ECLI:NL:CRVB:2011:BP8494
Centrale Raad van Beroep
- Hoger beroep
- Rechtspraak.nl
Toekenning van Wajong-uitkering en beoordeling van bijzondere gevallen
In deze zaak gaat het om de toekenning van een Wajong-uitkering aan appellante, die per 14 oktober 2007 is aangevraagd. De Centrale Raad van Beroep heeft op 18 maart 2011 uitspraak gedaan in hoger beroep tegen de beslissing van de rechtbank Groningen, die het beroep van appellante ongegrond had verklaard. Appellante stelde dat zij niet eerder een aanvraag om een Wajong-uitkering kon indienen, omdat haar klachten en beperkingen zich tijdens haar adolescentie nog niet manifesteerden. De Raad heeft de zaak beoordeeld aan de hand van de Wet arbeidsongeschiktheidsvoorziening jonggehandicapten (Wajong) en de relevante bepalingen omtrent bijzondere gevallen zoals genoemd in artikel 29, tweede lid, van de Wajong.
De Raad overweegt dat er geen sprake is van een bijzonder geval, zoals bedoeld in de wet, omdat appellante niet tijdig een aanvraag heeft ingediend. De Raad wijst erop dat onbekendheid met het bestaan van de Wajong of de mogelijkheid om een uitkering aan te vragen, op zichzelf geen bijzonder geval oplevert. Appellante had in 2008 een aanvraag ingediend, maar de Raad concludeert dat zij niet in verzuim was en dat er geen aanknopingspunten zijn voor de stelling dat zij psychotisch of schizofreen was, wat een uitzondering zou kunnen rechtvaardigen.

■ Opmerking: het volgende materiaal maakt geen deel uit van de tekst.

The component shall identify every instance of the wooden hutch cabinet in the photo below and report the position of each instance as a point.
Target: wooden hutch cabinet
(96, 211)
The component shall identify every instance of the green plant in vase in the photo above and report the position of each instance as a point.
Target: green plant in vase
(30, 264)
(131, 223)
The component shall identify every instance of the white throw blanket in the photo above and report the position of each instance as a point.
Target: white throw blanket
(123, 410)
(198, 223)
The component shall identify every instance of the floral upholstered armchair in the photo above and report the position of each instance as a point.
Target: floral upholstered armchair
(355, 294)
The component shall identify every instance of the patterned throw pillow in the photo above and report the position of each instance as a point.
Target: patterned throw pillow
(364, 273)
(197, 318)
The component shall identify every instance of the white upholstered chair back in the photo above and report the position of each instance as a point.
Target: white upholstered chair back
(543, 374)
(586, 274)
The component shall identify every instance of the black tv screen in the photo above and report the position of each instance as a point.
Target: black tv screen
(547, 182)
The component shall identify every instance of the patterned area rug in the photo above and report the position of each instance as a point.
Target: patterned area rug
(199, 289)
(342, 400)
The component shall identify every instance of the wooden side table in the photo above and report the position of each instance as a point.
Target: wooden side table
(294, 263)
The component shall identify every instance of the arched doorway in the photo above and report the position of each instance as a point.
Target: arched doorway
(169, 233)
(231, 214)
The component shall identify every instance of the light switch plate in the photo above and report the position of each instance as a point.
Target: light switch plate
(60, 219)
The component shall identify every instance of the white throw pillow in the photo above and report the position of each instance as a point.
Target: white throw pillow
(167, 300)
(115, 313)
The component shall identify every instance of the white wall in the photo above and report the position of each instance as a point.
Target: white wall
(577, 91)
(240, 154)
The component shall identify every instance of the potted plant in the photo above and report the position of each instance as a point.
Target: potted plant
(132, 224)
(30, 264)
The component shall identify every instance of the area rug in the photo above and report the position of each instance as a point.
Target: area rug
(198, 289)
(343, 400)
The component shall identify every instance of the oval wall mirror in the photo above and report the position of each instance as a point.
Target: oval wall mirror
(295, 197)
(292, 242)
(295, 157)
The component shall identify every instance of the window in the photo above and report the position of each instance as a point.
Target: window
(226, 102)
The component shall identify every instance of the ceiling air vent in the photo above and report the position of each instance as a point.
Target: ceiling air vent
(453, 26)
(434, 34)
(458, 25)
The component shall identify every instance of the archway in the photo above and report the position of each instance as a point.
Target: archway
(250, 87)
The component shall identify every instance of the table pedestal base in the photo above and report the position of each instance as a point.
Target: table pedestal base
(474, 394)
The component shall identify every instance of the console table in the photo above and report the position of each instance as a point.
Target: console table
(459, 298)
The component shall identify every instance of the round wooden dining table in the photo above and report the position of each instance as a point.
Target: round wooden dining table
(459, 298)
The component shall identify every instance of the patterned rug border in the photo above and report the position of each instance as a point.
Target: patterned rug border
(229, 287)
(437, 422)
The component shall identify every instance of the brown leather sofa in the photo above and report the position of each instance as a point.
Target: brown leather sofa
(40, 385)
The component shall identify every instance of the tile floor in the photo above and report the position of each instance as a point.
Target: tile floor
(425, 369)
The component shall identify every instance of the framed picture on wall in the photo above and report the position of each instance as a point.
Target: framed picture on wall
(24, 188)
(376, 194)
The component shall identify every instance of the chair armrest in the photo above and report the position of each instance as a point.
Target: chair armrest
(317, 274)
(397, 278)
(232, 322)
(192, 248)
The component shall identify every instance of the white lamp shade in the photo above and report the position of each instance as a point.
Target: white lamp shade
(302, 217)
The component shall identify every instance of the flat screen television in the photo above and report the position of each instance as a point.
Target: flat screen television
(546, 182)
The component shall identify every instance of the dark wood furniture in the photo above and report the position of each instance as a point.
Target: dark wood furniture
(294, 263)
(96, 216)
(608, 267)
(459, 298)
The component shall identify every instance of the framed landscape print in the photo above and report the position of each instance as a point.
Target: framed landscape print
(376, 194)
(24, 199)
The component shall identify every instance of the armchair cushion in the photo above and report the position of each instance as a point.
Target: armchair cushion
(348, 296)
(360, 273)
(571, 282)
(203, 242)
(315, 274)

De uitspraak bevestigt dat het Uwv terecht heeft geoordeeld dat er geen bijzondere omstandigheden waren die een afwijking van de reguliere regels rechtvaardigden. De rechtbank heeft de beroepsgrond van appellante dat het Uwv ten onrechte heeft vastgesteld dat er geen sprake was van een bijzonder geval, niet gehonoreerd. De Raad bevestigt de beslissing van de rechtbank en wijst de verzoeken van appellante af. Er is geen aanleiding voor een proceskostenveroordeling, en de uitspraak is openbaar gedaan.